For those employees who tweet during the workday, wouldn’t it be great to have a platform which allowed you to view all of the tweets and activity from all of your coworkers — without the noise and clutter of the rest of Twitter?
For most companies, large and small, that want to collect or keep track of employee activity on Twitter, the social media manager usually creates a List on Twitter. This is problematic primarily because all of the adding and removing of employees needs to be done manually, such as when employees join or leave the company.
Additionally, the larger the company, the more likely that company Twitterers are working in different divisions on different products, so a single company Twitter List just won’t make sense. I suppose you can create multiple employee Twitter lists — but again, it’s all a manual, labor-intensive process.
And wouldn’t it be great if Twitter automatically searched keywords and hashtags of those employees, and organized tweets according to such criteria?
I’ve written on the issues of Twitter list management before. Personally, I think list management is a golden opportunity for Twitter — whether for individual or enterprise use — a tool that not only organizes information automatically and intuitively but also creates stronger relationships between users and followers. (TweetDeck, the social media engagement tool it bought in May 2011, doesn’t cut it.)
Twitter, of course, is leaving money on the table, by not developing and selling this premium product, which could also feature targeted, relevant advertising — but I digress.
My ears pricked up and my eyes widened yesterday afternoon when I visited the onsite IBM Innovation Lab at IBM Connect 2013, featuring projects underway from the IBM Research Center for Social Business. One particular project IBMersWhoTweet — the name said it all — intrigued me.

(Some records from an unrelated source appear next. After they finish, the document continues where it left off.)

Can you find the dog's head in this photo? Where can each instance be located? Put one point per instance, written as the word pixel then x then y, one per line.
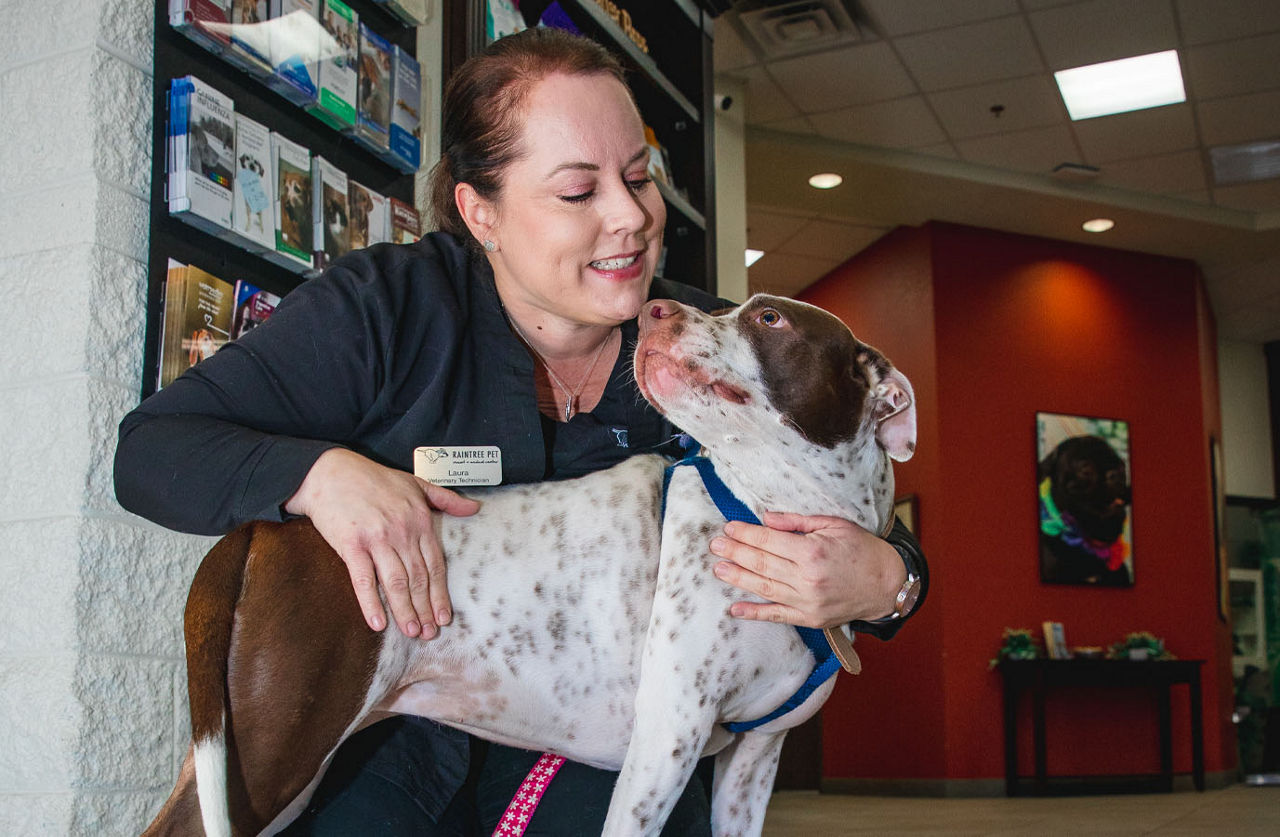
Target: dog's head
pixel 775 371
pixel 250 163
pixel 1088 480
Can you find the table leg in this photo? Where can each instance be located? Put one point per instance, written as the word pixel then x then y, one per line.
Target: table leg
pixel 1038 735
pixel 1197 732
pixel 1166 736
pixel 1010 737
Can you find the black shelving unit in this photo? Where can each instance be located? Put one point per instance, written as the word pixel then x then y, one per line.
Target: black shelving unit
pixel 673 87
pixel 176 55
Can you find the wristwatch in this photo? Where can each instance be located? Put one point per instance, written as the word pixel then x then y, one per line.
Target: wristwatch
pixel 906 597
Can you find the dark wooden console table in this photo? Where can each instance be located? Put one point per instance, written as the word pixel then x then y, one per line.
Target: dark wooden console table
pixel 1041 675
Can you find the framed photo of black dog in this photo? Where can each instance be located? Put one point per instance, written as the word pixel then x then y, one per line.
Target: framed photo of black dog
pixel 1086 521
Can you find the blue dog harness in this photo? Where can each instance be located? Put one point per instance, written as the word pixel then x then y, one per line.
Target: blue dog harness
pixel 827 663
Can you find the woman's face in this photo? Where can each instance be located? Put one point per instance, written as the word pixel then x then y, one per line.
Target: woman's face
pixel 579 223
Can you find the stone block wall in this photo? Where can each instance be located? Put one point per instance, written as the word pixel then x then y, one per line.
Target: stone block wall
pixel 92 699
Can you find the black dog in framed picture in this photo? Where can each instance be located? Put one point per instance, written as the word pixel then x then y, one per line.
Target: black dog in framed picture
pixel 1084 501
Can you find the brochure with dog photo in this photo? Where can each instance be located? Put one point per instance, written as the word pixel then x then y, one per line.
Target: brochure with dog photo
pixel 341 49
pixel 332 228
pixel 369 216
pixel 201 164
pixel 295 44
pixel 197 319
pixel 406 129
pixel 252 220
pixel 1086 525
pixel 201 21
pixel 254 306
pixel 374 103
pixel 293 220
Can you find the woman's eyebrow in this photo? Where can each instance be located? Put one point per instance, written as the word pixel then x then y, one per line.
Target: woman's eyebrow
pixel 592 167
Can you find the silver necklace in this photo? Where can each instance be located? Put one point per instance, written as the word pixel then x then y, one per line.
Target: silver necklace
pixel 570 394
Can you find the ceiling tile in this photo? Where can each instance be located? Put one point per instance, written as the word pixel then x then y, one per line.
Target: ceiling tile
pixel 1233 68
pixel 841 78
pixel 828 239
pixel 764 99
pixel 786 275
pixel 1206 21
pixel 1104 30
pixel 1036 151
pixel 769 231
pixel 728 50
pixel 1028 103
pixel 904 123
pixel 1165 174
pixel 1137 135
pixel 970 54
pixel 1240 118
pixel 940 150
pixel 1262 195
pixel 903 17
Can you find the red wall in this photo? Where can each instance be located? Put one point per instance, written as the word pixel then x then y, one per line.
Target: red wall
pixel 992 328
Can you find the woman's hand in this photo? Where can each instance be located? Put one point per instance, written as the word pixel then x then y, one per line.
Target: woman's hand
pixel 814 571
pixel 380 522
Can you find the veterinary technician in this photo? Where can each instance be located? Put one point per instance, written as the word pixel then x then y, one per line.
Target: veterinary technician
pixel 510 328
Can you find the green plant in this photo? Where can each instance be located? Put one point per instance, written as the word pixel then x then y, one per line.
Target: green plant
pixel 1019 644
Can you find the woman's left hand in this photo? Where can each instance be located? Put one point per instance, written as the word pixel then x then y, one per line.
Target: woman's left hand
pixel 814 571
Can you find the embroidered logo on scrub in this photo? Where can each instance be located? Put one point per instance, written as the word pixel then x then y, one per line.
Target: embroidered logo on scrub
pixel 458 465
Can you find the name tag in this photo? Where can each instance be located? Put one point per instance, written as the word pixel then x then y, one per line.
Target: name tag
pixel 448 465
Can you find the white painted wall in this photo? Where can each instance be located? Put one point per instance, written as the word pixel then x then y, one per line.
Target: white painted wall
pixel 731 191
pixel 91 603
pixel 1247 457
pixel 92 686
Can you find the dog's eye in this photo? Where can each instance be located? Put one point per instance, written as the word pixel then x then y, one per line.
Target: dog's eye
pixel 769 318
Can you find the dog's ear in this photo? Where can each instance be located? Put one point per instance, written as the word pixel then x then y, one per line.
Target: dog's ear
pixel 895 416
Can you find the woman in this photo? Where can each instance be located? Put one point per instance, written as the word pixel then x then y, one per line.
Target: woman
pixel 508 328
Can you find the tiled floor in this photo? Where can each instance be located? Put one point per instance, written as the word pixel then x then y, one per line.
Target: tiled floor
pixel 1234 812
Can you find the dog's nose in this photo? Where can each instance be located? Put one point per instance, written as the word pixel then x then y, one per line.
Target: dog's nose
pixel 663 309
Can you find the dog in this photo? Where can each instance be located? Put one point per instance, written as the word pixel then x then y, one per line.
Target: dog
pixel 251 168
pixel 337 238
pixel 1084 506
pixel 586 621
pixel 361 205
pixel 248 12
pixel 296 224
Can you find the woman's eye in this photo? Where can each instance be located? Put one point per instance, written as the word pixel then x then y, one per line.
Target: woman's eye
pixel 771 318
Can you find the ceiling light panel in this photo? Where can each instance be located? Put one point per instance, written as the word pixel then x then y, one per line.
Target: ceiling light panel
pixel 1120 86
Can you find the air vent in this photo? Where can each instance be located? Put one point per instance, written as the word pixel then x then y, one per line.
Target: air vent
pixel 781 30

According to the photocopied brochure,
IBMersWhoTweet is a crowdsourced solution that invites employees to match Twitter accounts to the employees who own them. Over 500 IBMers have helped classify 7,000 Twitter accounts, and we have studied different ways to increase participation.
A fantastic solution to the labor-intensive curation needed to manage and view employee activity on Twitter, I could totally see the enterprise potential of such a product.

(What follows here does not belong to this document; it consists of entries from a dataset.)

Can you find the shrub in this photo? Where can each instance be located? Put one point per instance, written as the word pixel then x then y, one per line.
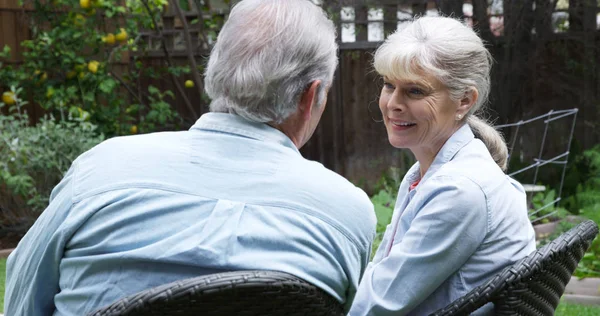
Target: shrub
pixel 34 160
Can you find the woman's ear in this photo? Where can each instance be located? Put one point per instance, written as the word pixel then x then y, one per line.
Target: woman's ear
pixel 467 102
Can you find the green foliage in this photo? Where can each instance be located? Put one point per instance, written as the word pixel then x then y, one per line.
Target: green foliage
pixel 545 209
pixel 584 200
pixel 35 158
pixel 73 64
pixel 384 201
pixel 570 309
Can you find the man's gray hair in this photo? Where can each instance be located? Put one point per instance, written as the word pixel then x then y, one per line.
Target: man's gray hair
pixel 266 56
pixel 452 52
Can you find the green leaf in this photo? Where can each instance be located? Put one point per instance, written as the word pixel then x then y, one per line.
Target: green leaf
pixel 107 86
pixel 153 90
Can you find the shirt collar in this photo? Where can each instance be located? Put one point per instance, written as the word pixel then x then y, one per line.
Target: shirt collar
pixel 456 142
pixel 235 124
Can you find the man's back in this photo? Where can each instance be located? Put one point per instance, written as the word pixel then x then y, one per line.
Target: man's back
pixel 140 211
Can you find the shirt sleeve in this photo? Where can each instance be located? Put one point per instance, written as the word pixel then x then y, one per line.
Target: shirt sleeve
pixel 32 269
pixel 449 225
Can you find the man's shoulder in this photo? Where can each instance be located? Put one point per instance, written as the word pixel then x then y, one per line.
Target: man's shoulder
pixel 328 183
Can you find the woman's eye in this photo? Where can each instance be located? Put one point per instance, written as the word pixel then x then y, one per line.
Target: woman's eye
pixel 416 91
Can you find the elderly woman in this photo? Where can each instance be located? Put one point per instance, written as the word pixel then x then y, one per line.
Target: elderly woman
pixel 458 219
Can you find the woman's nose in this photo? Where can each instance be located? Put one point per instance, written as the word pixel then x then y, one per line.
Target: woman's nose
pixel 395 102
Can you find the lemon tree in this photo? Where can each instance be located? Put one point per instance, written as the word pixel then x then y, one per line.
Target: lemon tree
pixel 82 60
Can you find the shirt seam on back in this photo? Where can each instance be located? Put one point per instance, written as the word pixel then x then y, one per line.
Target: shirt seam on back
pixel 155 186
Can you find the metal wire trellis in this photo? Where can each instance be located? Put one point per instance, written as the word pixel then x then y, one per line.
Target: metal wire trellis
pixel 560 159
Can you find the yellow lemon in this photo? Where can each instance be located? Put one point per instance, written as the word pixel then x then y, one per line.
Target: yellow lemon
pixel 79 19
pixel 9 98
pixel 109 39
pixel 121 36
pixel 93 66
pixel 49 92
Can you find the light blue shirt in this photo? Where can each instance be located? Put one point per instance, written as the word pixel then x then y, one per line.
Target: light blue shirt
pixel 463 223
pixel 139 211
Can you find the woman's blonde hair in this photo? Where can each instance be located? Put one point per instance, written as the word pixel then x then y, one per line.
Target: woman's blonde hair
pixel 452 52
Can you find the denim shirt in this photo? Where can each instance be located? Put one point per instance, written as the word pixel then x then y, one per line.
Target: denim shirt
pixel 464 222
pixel 140 211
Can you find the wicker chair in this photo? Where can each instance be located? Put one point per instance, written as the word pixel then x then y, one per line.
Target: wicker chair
pixel 232 293
pixel 533 285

I had a chance to speak with the IBM researcher on the product, Casey Dugan, about IBMersWhoTweet. I asked if IBM paid for access to the Twitter firehose — indeed, only 4 companies pay for access to the entire Twitter firehose, one of which is Salesforce.com’s Radian6, now part of the MarketingCloud. Casey was unaware of the other major social media monitoring companies (‘I’m not in product management,’ she explained) which I suppose is a good thing: wouldn’t it be great to create something in this world without first thinking about the competition?
Casey explained that the product was created relatively painlessly, using Twitter’s REST and Streaming APIs. (As we all know, the public Streaming APIs cap the number of messages to a small fraction of the total volume of tweets, so for now, IBMersWhoTweet isn’t delivering a total view, especially for prolific Twitterers.)
Of course, an enterprise Twitter solution only works well at scale, when there are at least a couple dozen company Twitterers, with enough conversations that merit the tracking of different hashtags and topics.
Peering into the future, a product like this can also allow for non-company outsiders, such as suppliers or vendors, or even clients, to be brought in for additional Twitter fun.
There was also no discussion of a mobile version, or if the version was optimized for mobile devices.
Below, a screenshot of IBMersWhoTweet.
The final issue of course is: will anyone buy it?
Twitter and other social profile management tools are, for the most part, free. The next step up after the free version of HootSuite costs $5.99 per month.
At issue is whether IBM will sell this as a standalone product — and if so, at what price point — or if they would fold this into another collaboration product, like Connections.